Uday Shankar, president of Disney Asia Pacific, which owns broadcaster Star Sports, called it “probably the most successful IPL tournament ever” and viewing figures back that up.
Global viewership rose 24 per cent from 2019, while a record 200m tuned in to the season opener in September.
In India, minutes viewed were up 30 per cent on last year. In the UK, Sky Sports averaged 250,000 viewers per game.
What made it so compelling? A daily dose of highly competitive matches, involving many of the world’s greatest players, where every result mattered.
For football fans, this was an unfamiliar feeling. In Europe at least, the trend is towards a sport increasingly bereft of competitive drama.
Serie A and the Bundesliga have been won by the same teams for eight consecutive seasons. Paris Saint-Germain have won Ligue 1 in seven of the last eight years. In Spain, two teams are responsible for 85 per cent of La Liga titles this century.
Elite football, while high on skill, is often too predictable.
By contrast, the IPL felt full of surprises. That seven of the eight teams could still qualify going into the final round signifies a tournament high on jeopardy and quality.
Five matches needed a super over, including three in a row on Sunday 18 October. No wonder we kept tuning in.
All of which is a roundabout way of drawing out the IPL’s vital lesson: competitiveness remains fundamental to sport’s appeal as appointment-to-view entertainment.
Why IPL is a highly watchable product
The IPL is the 14th most valuable sports league by media rights, commanding £500m annually in broadcast fees. It’s a price that will only rise if viewing figures continue to too.
That may be dwarfed by major global leagues in other sports, but it is interesting that the two richest – the NFL ($4.5bn per year) and the NBA ($2.6bn per year) – share the same structural framework as the IPL.

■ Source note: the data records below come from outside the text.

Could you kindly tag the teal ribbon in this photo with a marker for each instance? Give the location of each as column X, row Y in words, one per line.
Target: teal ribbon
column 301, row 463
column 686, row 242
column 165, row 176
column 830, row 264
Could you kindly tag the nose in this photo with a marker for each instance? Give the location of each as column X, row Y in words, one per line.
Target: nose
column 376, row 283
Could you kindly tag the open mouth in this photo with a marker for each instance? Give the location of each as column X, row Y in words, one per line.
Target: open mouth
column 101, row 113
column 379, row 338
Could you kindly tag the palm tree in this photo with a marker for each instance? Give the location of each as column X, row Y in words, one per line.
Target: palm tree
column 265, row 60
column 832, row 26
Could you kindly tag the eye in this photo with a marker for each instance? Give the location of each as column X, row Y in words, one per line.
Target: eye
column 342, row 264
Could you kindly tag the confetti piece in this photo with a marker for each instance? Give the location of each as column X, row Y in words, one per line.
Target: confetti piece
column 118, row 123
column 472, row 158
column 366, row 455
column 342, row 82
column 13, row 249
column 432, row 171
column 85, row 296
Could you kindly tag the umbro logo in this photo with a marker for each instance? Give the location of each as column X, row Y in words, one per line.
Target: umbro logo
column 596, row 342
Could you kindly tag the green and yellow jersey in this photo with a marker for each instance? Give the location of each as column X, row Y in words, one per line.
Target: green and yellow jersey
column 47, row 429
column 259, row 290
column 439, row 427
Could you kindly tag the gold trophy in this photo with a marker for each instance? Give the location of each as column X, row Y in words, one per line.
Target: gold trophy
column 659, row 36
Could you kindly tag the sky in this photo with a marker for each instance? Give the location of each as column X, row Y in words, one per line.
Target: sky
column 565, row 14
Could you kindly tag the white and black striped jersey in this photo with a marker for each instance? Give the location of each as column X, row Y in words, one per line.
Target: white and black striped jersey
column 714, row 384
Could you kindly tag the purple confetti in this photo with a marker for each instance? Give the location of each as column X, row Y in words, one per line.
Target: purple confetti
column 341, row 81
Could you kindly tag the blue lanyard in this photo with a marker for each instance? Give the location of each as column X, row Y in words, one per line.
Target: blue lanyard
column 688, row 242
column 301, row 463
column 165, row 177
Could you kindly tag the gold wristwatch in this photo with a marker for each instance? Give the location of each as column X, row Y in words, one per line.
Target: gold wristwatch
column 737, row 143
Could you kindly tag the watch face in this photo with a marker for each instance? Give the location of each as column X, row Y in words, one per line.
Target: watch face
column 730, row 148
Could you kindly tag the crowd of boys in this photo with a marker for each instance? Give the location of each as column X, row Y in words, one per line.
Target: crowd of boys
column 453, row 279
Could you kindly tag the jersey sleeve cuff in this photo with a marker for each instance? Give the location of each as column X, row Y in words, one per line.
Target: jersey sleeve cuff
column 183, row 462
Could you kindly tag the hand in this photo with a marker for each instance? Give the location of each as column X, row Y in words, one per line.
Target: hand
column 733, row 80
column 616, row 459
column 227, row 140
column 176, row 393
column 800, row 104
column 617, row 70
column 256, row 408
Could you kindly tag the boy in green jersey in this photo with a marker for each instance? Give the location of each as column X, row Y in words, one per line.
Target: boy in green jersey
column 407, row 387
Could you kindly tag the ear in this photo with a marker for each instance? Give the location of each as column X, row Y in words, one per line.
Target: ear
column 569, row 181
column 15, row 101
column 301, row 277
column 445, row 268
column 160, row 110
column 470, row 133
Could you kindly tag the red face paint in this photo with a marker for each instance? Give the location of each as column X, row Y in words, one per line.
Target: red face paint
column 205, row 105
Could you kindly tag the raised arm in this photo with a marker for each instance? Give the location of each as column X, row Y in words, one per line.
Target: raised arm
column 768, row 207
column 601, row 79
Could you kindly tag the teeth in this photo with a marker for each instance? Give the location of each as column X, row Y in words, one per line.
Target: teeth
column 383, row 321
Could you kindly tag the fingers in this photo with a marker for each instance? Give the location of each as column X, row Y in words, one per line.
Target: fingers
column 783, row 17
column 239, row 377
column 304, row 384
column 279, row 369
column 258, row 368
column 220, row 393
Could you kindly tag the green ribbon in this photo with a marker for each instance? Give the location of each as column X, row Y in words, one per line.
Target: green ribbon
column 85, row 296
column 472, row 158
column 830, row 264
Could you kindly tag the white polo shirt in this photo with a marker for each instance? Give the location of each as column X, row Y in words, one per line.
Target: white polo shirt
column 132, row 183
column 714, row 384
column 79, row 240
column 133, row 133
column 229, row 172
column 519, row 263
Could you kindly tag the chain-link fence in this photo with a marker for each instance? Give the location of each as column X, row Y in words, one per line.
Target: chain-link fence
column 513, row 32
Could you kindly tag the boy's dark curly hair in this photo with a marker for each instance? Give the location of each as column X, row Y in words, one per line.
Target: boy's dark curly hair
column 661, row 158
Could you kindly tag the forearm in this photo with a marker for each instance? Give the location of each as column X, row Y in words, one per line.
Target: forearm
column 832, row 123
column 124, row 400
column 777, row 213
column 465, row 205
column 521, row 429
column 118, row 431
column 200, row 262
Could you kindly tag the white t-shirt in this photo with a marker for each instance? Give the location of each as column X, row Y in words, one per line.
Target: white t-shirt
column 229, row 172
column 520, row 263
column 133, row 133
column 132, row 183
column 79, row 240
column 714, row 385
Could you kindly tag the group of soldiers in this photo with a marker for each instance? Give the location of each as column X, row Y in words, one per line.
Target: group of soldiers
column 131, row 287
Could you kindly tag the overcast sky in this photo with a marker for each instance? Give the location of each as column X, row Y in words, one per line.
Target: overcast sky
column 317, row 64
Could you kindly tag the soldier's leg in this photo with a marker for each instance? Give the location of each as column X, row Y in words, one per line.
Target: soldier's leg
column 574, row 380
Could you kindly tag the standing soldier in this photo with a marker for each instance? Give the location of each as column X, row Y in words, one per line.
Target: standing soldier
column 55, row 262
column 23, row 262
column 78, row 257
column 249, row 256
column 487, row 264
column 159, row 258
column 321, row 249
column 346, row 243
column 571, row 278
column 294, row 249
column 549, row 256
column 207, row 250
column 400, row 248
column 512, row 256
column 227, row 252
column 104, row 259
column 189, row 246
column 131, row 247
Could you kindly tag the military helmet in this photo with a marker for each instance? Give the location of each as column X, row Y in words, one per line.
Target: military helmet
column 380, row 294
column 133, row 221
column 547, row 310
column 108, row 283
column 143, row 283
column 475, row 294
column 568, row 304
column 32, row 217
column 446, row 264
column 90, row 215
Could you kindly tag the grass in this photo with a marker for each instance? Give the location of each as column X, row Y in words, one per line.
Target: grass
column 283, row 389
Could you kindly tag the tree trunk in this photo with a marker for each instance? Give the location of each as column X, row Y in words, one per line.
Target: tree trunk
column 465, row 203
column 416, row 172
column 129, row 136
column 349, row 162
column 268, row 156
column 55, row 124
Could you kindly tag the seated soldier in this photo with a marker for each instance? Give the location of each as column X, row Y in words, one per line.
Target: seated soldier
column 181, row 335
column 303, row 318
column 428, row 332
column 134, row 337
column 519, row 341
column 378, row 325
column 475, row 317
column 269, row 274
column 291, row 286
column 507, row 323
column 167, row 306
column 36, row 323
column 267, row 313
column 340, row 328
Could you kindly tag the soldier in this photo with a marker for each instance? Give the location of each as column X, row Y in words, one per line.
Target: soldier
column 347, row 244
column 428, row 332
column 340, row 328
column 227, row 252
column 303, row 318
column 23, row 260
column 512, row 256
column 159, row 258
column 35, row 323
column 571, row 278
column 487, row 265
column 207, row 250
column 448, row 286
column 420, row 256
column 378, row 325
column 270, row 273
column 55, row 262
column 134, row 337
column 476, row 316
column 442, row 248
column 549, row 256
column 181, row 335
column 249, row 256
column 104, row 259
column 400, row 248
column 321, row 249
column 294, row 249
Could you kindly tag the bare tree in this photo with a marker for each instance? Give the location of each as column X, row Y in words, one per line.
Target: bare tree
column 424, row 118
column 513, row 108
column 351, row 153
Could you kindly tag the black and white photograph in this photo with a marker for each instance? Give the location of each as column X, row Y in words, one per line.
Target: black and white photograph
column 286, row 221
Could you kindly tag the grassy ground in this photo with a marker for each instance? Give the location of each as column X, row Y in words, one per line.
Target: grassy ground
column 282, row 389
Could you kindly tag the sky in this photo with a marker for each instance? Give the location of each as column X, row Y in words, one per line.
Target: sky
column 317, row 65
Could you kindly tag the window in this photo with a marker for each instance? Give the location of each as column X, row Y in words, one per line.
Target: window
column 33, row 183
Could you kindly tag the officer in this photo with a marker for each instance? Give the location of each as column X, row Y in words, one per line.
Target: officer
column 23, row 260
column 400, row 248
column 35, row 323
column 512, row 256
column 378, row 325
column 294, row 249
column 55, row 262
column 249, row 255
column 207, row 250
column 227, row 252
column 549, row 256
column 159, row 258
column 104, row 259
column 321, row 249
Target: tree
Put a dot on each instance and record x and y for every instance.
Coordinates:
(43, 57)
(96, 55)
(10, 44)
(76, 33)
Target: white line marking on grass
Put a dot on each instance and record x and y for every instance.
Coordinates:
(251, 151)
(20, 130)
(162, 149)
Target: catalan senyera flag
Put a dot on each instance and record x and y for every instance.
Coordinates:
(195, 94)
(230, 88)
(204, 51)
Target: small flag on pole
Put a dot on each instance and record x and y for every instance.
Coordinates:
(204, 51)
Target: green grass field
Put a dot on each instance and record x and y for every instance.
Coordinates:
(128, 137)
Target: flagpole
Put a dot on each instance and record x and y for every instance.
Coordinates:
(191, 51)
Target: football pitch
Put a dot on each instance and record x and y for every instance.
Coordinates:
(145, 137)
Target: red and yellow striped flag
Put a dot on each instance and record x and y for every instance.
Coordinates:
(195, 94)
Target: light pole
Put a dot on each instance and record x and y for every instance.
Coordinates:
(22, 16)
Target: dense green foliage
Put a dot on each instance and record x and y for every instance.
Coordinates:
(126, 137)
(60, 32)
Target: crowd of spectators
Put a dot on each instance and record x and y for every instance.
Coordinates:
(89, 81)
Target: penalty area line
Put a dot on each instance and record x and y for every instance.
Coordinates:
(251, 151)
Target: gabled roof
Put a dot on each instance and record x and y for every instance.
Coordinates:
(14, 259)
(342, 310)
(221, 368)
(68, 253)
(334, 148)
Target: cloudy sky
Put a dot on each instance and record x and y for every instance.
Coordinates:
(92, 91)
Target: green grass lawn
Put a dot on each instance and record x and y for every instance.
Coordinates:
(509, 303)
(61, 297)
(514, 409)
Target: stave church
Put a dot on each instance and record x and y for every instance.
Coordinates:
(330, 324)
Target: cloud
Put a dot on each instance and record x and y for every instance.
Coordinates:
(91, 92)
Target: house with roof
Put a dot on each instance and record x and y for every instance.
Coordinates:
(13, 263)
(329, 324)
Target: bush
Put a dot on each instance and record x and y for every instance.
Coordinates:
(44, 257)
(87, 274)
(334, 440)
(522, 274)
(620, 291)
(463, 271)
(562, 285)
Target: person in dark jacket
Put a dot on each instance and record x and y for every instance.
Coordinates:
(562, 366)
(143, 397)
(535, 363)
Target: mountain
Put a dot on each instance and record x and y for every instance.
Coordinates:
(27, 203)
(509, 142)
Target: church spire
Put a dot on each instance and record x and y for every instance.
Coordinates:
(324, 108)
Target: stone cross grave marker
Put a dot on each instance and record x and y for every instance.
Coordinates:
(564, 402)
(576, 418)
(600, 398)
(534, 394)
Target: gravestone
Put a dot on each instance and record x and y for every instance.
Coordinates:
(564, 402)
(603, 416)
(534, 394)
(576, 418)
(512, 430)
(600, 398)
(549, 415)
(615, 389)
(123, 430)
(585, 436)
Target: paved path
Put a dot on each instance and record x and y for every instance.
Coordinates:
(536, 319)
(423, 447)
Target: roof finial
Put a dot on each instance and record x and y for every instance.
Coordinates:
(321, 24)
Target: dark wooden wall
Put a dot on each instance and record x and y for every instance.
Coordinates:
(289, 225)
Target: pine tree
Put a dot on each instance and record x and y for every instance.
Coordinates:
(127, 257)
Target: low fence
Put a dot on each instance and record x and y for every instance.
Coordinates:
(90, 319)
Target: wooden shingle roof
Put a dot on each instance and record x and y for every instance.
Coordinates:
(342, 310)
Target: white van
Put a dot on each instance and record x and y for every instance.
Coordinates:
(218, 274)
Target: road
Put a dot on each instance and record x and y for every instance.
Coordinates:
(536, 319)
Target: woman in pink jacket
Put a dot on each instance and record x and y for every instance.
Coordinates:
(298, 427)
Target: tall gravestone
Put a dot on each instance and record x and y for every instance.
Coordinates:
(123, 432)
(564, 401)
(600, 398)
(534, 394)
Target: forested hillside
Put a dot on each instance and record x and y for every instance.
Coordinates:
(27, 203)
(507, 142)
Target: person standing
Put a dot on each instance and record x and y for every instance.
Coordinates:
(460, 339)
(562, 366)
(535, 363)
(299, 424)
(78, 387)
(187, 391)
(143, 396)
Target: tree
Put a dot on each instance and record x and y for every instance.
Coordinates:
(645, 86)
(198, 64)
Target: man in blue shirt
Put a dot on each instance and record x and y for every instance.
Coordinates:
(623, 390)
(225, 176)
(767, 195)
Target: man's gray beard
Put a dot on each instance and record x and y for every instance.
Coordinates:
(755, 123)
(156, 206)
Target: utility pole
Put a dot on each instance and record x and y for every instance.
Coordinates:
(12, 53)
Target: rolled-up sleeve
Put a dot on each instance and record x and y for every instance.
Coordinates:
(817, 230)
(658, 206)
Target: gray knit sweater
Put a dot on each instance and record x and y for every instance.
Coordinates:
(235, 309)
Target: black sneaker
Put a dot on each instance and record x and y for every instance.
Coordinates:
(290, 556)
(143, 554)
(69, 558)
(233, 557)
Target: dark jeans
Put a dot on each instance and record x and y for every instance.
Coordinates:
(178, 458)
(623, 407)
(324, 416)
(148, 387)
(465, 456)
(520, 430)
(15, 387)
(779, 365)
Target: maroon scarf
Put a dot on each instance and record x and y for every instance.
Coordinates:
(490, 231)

Drafts, salary caps and a closed, no-relegation format, ensures the leagues remain reliably competitive, with each culminating in a climactic play-off series.
All that contributes to the viewer believing most franchises have a genuine chance of winning and gives them a reason to keep watching.
No doubt there are other factors at play – not least a favourable mass domestic market to cater towards – but the numbers suggest that it is a model which appeals to TV audiences.
In an age where emphasis is increasingly on bolstering broadcast revenues, creating a highly watchable product is fundamental.
Admittedly, many major leagues in other sports do not have the luxury of imposing restrictive measures to aid the competitiveness of the IPL, NFL and NBA.
Yet, as they toy with new leagues and formats, why not heed the IPL’s lesson and experiment with consolidating its elite clubs and greatest assets into a more concentrated, hotly contested and compelling tournament?
It is hard to imagine that such an approach, in spite of the inevitable early resistance, would fail to pique the interest of sports fans across the globe.
Harry Eckersley is a senior marketing executive at CSM Sport & Entertainment.